- Fishers knowledge gathering (recreational, commercial and charter industry) to map skate and ray distribution, fishing effort and other local ecological knowledge including identification of possible nursery areas
- Surveys to gather population data
- Identification of non-terminal indicators of maturity
Skates are taken as a bycatch in bottom trawl fisheries, which may seasonally target skates. They are also a target species or bycatch in gill net, tangle net and long-line fisheries. Elasmobranchs have life-history characteristics that make them vulnerable to overfishing, including slow growth, late age at maturity and low fecundity, making them less resilient than bony fishes to overexploitation. Skates have been commercially exploited in Europe for hundreds of years, but in 2009 it became “prohibited for EU vessels to target, retain, tranship or land” certain species in some ICES areas, including the critically endangered common skate and the endangered white skate. Since 2009 skates must also be landed by species, rather than grouped as skates and rays.
Skates are related to sharks and have cartilaginous skeletons, but skates have a flat body shape with pectoral fins along the length of their body. Their mouths and gill slits are positioned on the underside of their body, but they have dorsal spiracles so that the skate can breathe whilst buried in sediment. Most of the species fished in the UK are part of the skate family, though their common names confusingly suggest they are rays. There are 16 principal species of skate in the UK and species such as the thornback ray and spotted ray are in the skate family.

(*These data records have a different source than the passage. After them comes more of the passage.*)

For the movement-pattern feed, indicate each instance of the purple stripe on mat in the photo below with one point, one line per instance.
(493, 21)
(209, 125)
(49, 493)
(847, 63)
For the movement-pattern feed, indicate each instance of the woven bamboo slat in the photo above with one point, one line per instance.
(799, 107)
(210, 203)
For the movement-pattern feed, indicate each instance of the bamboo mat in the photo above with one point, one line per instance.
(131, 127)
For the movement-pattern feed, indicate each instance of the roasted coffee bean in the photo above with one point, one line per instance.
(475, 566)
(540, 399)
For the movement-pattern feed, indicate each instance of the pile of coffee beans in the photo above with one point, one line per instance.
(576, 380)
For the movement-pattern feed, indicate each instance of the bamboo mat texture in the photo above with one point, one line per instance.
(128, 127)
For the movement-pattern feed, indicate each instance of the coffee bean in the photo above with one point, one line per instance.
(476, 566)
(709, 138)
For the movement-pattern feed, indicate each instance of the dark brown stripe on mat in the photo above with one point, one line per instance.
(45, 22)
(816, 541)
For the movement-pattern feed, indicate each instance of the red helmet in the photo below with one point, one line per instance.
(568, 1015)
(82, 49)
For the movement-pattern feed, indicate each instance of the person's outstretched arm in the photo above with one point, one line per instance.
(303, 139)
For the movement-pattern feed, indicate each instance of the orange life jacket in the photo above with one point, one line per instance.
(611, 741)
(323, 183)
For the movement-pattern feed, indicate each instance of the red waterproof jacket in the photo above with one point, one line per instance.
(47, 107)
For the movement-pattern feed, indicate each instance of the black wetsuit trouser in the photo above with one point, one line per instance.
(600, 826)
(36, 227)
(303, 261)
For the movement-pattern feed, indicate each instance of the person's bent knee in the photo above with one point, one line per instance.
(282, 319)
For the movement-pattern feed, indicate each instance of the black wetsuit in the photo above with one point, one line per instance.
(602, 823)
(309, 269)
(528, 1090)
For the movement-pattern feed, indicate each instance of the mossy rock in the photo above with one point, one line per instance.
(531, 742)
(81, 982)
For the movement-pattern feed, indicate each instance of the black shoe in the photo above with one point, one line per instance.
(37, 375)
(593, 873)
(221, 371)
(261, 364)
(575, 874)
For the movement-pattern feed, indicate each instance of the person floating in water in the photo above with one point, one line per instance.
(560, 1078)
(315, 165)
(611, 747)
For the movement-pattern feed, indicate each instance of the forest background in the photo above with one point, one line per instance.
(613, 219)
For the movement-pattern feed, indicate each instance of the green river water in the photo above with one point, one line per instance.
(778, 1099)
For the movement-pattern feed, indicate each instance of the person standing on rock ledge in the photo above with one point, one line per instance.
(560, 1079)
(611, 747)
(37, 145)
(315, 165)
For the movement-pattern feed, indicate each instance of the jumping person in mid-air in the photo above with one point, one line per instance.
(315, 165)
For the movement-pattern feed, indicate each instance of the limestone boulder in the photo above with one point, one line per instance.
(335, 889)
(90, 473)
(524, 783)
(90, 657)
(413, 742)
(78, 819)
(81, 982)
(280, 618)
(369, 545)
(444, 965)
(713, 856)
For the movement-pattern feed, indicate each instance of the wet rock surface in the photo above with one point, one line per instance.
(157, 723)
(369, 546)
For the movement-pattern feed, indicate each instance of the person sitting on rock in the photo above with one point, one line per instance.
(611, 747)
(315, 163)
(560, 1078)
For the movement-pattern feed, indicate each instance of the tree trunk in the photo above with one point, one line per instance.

There are several features that distinguish a skate from a ray. Skates have a first and second dorsal fin and pelvic fin of a skate is bilobed. These bilobed pelvic fins allow the skate to ‘walk’ along the seabed. Other distinctions between skates and rays are that skates have a weak electric discharge organ, likely used for communication and they also lay eggs often called mermaids purses. The thornback ray for example can lay up to 150 eggs per year.
Most skates feed on bottom dwelling animals, such as shrimp, crab, oyster, clams, and other invertebrates and also fish such as sand eels. To feed on these animals they have grinding plates in their mouths.
There are differences in the body size of each species. The smaller species such as spotted ray and cuckoo ray grow to about 70–80cm in length while the thornback ray and blonde ray grow to 110– 120cm and the common skate grows to more than 200cm. The smaller species mature at an earlier age than the large species. Male can be identified by a pair of claspers alongside the pelvic fins.
Bass & ray ecology in Liverpool Bay
To complement previous and ongoing research in Welsh waters on thornback ray and bass, we undertook a project examining the biology of these species in the neighbouring waters of northwest England (Liverpool Bay), using samples from fishers based in Morecambe Bay. The preliminary report is available here. Due to Covid-19, some work was delayed, and a second report will be issued that will include results of bass spawning modelling, and further biological sampling.